Thursday, June 20, 2013

Alice Munro: “It’s nice to go out with a bang” - announces her writing career is over

Mark Medley | 13/06/19 | National Post


Alice Munro, at the Trillium Book Award, June 18, 2013
Rick O'Brien/HandoutAlice Munro, at the Trillium Book Award, June 18, 2013

On Tuesday evening, a few minutes after Alice Munro won the Trillium Book Award for Dear Life, an editor remarked to me how she’d never seen writers so happy just to be nominated. It was true. No one, it seemed, could fault the jury for awarding Ontario’s top literary prize to Munro. In their citation, the jury wrote her stories “dig down into the very core of an individual life … seamlessly revealing what makes all our lives both wondrous and wicked. These stories, among the best Munro has ever written, lead to a stirring autobiographical finale she calls, ‘The first and last and the closest things I have to say about my own life.’ There’s a reason Munro is called one of the best things to happen to Canadian writing, and to see why open up Dear Life and hold on.”
Afterwards, I sat down with Munro for a short interview, in which she discussed, among other things, her decision to retire from writing.

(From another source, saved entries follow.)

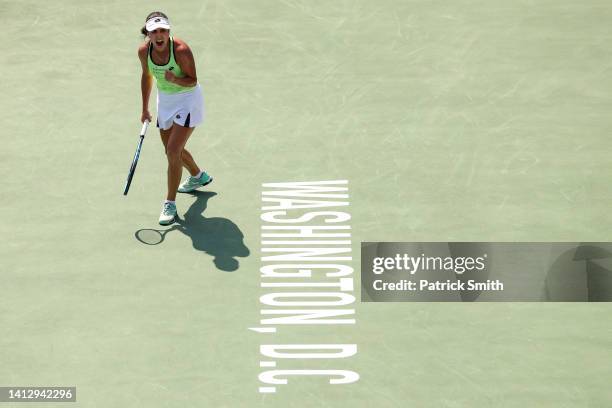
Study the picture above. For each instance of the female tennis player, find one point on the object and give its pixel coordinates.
(180, 105)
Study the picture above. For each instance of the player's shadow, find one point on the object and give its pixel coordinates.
(218, 237)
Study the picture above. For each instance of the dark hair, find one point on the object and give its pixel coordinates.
(143, 30)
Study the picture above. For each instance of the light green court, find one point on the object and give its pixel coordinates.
(452, 120)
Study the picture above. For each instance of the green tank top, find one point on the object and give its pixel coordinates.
(158, 72)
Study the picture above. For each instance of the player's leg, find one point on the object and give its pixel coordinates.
(186, 157)
(174, 151)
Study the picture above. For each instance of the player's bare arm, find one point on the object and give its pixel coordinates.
(184, 58)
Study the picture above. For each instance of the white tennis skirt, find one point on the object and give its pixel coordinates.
(184, 109)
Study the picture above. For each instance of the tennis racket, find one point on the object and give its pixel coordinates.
(145, 125)
(154, 237)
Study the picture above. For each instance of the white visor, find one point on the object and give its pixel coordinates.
(157, 22)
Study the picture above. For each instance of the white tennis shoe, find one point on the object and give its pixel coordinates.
(168, 214)
(192, 183)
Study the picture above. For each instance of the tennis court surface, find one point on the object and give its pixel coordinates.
(451, 121)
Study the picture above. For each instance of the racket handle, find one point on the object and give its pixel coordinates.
(145, 125)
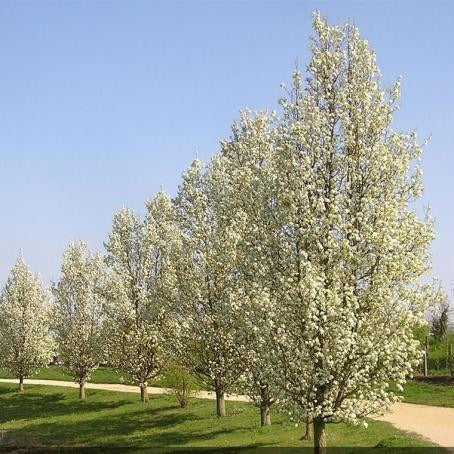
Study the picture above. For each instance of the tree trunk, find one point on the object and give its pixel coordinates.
(220, 402)
(319, 436)
(144, 393)
(82, 390)
(265, 419)
(21, 384)
(309, 432)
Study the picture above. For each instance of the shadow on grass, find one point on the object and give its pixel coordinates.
(145, 427)
(15, 406)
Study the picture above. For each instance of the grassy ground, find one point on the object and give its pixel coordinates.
(47, 416)
(100, 375)
(414, 392)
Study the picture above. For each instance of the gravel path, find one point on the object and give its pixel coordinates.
(433, 423)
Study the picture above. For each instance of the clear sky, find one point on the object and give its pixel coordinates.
(101, 103)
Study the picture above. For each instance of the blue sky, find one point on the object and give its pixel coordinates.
(101, 103)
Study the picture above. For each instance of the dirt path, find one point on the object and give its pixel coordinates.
(433, 423)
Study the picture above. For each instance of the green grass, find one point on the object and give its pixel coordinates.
(47, 416)
(414, 392)
(100, 375)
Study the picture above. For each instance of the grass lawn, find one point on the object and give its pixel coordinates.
(416, 392)
(100, 375)
(47, 416)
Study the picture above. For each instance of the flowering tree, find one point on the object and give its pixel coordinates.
(247, 200)
(142, 279)
(79, 314)
(25, 340)
(207, 333)
(351, 248)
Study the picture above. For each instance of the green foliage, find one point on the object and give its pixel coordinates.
(417, 392)
(182, 383)
(49, 416)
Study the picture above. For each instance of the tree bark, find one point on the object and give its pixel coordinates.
(220, 402)
(144, 393)
(309, 432)
(319, 436)
(265, 418)
(21, 384)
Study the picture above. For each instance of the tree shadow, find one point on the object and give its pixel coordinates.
(17, 406)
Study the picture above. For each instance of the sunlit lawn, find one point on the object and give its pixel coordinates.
(47, 416)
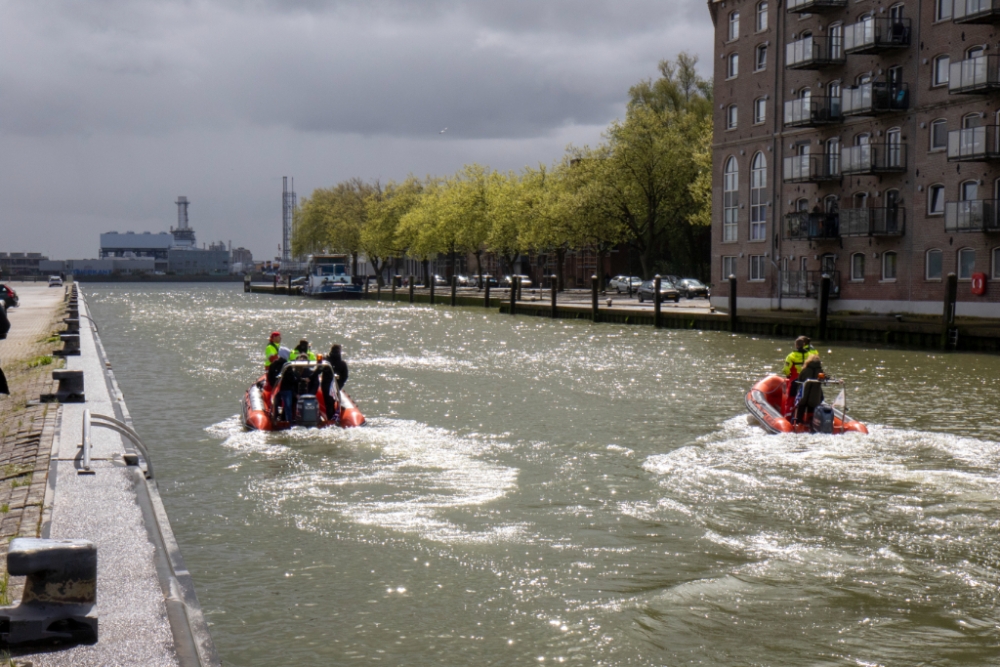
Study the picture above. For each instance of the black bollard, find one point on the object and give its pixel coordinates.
(948, 314)
(594, 287)
(555, 288)
(824, 304)
(656, 301)
(732, 303)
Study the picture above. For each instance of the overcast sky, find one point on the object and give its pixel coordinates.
(110, 109)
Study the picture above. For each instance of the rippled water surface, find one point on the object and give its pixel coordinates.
(530, 491)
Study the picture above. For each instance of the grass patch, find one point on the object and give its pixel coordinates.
(40, 360)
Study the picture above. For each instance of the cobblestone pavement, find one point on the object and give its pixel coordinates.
(26, 431)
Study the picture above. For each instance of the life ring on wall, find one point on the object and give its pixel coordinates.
(979, 284)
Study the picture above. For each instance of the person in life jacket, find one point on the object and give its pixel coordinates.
(271, 351)
(797, 358)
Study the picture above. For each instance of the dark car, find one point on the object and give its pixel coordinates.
(692, 287)
(9, 296)
(667, 291)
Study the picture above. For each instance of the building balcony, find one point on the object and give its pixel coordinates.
(976, 11)
(813, 168)
(974, 144)
(974, 76)
(807, 284)
(976, 215)
(803, 6)
(872, 99)
(888, 221)
(811, 226)
(812, 112)
(814, 53)
(877, 35)
(873, 159)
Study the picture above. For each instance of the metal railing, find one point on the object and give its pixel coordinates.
(873, 158)
(974, 144)
(976, 11)
(876, 34)
(814, 53)
(976, 215)
(812, 111)
(974, 75)
(885, 221)
(812, 168)
(812, 226)
(806, 284)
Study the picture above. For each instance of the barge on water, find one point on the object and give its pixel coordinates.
(329, 277)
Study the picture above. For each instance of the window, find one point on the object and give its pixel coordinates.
(759, 110)
(940, 75)
(728, 267)
(942, 10)
(758, 194)
(933, 264)
(966, 263)
(858, 267)
(939, 134)
(730, 200)
(761, 62)
(935, 200)
(889, 266)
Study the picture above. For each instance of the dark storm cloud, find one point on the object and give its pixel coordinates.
(111, 108)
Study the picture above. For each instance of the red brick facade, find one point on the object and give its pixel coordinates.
(852, 185)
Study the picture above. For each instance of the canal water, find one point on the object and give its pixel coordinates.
(532, 491)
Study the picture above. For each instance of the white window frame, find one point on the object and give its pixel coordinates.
(886, 264)
(958, 263)
(927, 264)
(855, 277)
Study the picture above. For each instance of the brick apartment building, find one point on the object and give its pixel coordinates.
(858, 138)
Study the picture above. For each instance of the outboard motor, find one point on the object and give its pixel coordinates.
(822, 419)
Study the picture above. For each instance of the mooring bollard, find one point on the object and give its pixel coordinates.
(555, 288)
(732, 303)
(824, 304)
(594, 288)
(948, 314)
(657, 300)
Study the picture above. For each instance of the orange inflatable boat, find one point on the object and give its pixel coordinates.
(780, 409)
(260, 413)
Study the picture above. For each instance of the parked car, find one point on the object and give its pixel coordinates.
(692, 287)
(9, 296)
(667, 291)
(621, 283)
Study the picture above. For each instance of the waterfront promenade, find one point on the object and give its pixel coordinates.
(147, 610)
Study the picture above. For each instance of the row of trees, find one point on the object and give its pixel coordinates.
(648, 185)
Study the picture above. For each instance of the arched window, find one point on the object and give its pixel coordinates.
(966, 263)
(889, 266)
(933, 264)
(758, 198)
(730, 200)
(858, 267)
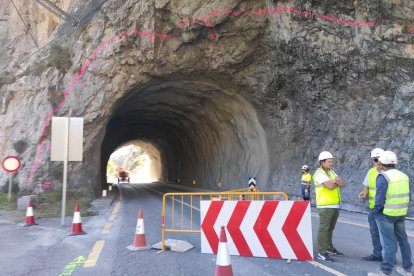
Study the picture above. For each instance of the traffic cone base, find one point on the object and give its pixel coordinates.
(77, 223)
(29, 220)
(223, 270)
(223, 263)
(139, 240)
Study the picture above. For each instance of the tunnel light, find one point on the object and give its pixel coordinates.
(139, 159)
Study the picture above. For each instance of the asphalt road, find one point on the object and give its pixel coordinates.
(46, 249)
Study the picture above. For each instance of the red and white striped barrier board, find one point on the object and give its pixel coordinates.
(270, 229)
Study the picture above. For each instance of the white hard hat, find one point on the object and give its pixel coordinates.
(388, 157)
(325, 155)
(376, 152)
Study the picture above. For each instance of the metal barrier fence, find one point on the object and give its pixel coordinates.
(188, 202)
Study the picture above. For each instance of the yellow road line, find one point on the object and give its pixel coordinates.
(94, 255)
(326, 268)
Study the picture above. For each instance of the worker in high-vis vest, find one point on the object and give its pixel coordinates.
(391, 206)
(305, 182)
(328, 202)
(369, 190)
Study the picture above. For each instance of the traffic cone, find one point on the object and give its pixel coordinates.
(139, 240)
(29, 220)
(223, 264)
(77, 223)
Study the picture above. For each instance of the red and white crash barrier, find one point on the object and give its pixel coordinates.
(271, 229)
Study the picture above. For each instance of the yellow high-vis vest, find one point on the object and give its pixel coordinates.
(306, 177)
(397, 197)
(372, 186)
(324, 196)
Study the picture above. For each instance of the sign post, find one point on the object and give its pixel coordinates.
(11, 164)
(67, 145)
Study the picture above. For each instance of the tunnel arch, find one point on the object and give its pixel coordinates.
(204, 132)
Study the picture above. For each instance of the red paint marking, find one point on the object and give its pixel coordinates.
(291, 232)
(205, 18)
(233, 226)
(260, 228)
(208, 224)
(76, 80)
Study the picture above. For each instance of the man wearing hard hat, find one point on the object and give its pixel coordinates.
(391, 206)
(305, 183)
(370, 189)
(328, 201)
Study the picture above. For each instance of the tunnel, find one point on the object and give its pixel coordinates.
(204, 133)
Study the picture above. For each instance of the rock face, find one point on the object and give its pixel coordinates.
(223, 89)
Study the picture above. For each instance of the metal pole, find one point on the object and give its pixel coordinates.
(65, 171)
(10, 180)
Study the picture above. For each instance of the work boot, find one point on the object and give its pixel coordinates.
(401, 271)
(372, 258)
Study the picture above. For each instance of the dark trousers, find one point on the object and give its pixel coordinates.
(327, 222)
(305, 195)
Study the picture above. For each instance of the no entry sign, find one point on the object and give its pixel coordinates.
(11, 164)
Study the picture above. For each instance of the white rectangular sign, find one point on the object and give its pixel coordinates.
(67, 139)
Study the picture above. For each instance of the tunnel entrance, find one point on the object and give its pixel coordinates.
(141, 160)
(205, 133)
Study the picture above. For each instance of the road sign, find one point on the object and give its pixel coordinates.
(11, 164)
(270, 229)
(67, 145)
(67, 139)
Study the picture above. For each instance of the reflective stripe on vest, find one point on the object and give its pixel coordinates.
(372, 186)
(324, 196)
(306, 177)
(397, 197)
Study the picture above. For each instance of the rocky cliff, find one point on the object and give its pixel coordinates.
(223, 89)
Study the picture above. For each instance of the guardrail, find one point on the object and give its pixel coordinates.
(188, 202)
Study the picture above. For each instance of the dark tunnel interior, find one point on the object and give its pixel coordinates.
(202, 132)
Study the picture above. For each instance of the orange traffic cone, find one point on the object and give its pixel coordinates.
(77, 223)
(223, 264)
(139, 240)
(29, 220)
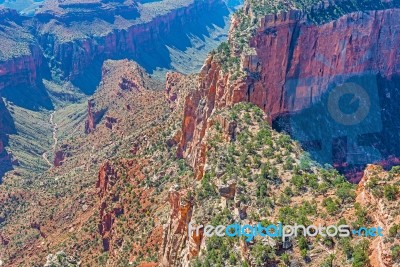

National Post: Congratulations, first of all.
Alice Munro: Thank you!
Post: It’s been 23 years since you won for Friend of My Youth.
Munro: It’s been that long? Gosh, it feels like just a few years ago, really, to me.
Post: What, at this stage of your career, does an award like this mean to you?
Munro: It feels wonderful. It always feels wonderful to win an award. It doesn’t matter how old you are.